The launch of Oasis 3 lands at a precise inflection point in AI infrastructure. For most of 2023–2024, "simulation" for AI development meant either expensive proprietary platforms (NVIDIA DRIVE Sim, Applied Intuition) or low-fidelity open-source tools like CARLA, which requires significant DevOps investment to run at scale. The gap between "good enough for research" and "production-grade" was wide and expensive.

Decart is making a bet that generative world models can fill that gap. The argument has real merit. According to **Waymo's 2023 Safety Report**, Waymo's Carcraft simulation system has logged over **15 billion miles of simulated driving** — a data volume only achievable through simulation, not physical test fleets. But Carcraft is internal infrastructure, years in the making, and not available to the broader developer ecosystem. Oasis 3 is positioning itself as the democratized alternative.

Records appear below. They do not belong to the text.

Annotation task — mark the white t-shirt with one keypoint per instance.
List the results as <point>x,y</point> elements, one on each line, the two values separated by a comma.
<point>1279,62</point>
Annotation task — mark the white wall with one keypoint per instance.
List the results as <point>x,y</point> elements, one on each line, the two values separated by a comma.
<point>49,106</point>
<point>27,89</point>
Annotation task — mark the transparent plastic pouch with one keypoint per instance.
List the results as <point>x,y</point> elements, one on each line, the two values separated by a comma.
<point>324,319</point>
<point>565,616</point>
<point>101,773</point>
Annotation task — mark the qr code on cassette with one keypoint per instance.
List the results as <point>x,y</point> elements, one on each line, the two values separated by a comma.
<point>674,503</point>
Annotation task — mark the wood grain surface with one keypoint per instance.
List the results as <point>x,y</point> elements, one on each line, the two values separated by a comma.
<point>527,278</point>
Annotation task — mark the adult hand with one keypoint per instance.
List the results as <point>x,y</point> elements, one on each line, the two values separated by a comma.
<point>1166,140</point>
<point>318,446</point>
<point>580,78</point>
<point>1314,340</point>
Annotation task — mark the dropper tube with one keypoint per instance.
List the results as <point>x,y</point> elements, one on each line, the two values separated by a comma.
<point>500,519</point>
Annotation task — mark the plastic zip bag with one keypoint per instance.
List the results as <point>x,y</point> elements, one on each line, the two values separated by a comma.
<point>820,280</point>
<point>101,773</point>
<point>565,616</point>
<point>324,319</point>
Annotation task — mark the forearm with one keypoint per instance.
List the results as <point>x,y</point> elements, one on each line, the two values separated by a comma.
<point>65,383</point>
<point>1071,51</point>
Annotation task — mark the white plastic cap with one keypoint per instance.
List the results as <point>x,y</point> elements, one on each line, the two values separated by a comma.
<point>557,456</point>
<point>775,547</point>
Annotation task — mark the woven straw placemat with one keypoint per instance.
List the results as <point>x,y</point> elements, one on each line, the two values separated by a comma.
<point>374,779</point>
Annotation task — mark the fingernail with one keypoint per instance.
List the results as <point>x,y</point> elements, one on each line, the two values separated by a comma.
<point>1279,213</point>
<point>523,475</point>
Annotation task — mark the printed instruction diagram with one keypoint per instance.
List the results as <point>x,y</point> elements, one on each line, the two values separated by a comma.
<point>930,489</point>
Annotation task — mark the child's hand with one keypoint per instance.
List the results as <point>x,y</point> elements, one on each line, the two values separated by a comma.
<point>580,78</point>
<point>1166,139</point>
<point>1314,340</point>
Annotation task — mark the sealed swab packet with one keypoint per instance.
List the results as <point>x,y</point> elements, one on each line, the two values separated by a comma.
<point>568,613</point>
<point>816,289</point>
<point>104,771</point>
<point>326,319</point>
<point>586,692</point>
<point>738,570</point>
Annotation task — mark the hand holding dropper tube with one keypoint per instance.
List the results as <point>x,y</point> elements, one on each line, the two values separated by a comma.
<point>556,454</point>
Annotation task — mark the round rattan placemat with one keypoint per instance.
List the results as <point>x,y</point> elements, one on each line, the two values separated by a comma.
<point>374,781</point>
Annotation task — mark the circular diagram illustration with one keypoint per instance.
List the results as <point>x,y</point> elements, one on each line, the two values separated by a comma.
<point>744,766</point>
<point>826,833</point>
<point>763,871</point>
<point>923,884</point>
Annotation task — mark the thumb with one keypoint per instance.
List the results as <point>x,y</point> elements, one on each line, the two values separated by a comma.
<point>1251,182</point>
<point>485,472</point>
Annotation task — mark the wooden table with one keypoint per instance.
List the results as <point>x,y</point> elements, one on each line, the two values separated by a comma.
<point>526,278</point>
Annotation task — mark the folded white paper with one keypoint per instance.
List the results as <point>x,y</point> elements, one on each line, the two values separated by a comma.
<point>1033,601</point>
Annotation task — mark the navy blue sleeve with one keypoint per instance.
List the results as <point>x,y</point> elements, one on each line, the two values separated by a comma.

The broader context: **NVIDIA's 2024 GTC keynote** introduced NVIDIA COSMOS, a world foundation model designed for physical AI and robotics simulation. Jensen Huang described it as "a world model for the physical world" — language almost identical to Decart's Oasis framing. This is not coincidence. The industry has converged on world models as the next infrastructure primitive, and the race is now about who builds the most developer-accessible API layer on top.

What makes Oasis 3 interesting relative to NVIDIA's approach is accessibility. NVIDIA's simulation stack is tightly coupled to their hardware ecosystem. Decart's API-first model means a dev team running on AWS with a standard HTTP client can integrate photorealistic driving simulation in an afternoon, without buying a DGX cluster.

The caveats are real but manageable. World drift is a known autoregressive limitation, and the field has mitigation patterns (context checkpointing, hierarchical scene graphs, retrieval-augmented scene state). What matters more for developer adoption is latency, cost-per-frame, and output schema stability — the same variables that determine whether any AI API becomes production infrastructure or stays a demo.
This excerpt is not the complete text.